My first time in China I checked two large bags and carried on as much as I could hold. I worried over details and strategized for every contingency. Now, I laugh at that girl who gathered things as a shield against the unknown. How clever and sophisticated she felt.
Yet it took more than one trip, or two or three, to teach my heart to travel lightly. My body wasn’t the issue. It was that nagging voice, that fear of being without, that forced me, cajoled me, pleaded with me to carry more and leave nothing slightly important behind. You might need . . . an extra sweater . . . or four? In summer? In Beijing?
My most recent trip to China, I packed everything in a small carry on and took just my purse on board. I’ve learned that only my passport and a credit card are necessary, and even those can be replaced.
Travel lightly.
The things we cling to, we don’t need.
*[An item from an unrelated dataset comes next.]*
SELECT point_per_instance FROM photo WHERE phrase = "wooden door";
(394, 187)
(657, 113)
In fact, the things we need most can’t be held or packed. They travel with us in a different way - in memory and expertise and ability and emotion. Leaving things behind doesn’t lessen our life, it enriches it.
How much time is sacrificed with family or friends or living on purpose because we had to manage the debt created by things that we didn’t really need and only barely wanted. What if we made room. What if we eliminated the excess and discovered what is necessary to be warm, cozy, full and safe.
It’s less than we think.
Less isn’t less inviting. It is more. I love the simplicity of just enough, which often results in a feeling of more than enough.
And when travelling, you pack for where you are going. When we understand that eternity is our destination then our focus shifts to collecting only what we can take with us. Things don’t follow us into the hereafter. Relationships, good deeds, love given and love received. Those are the currencies of eternity.
So, travel lightly. Make room here on earth so you have space to build for eternity.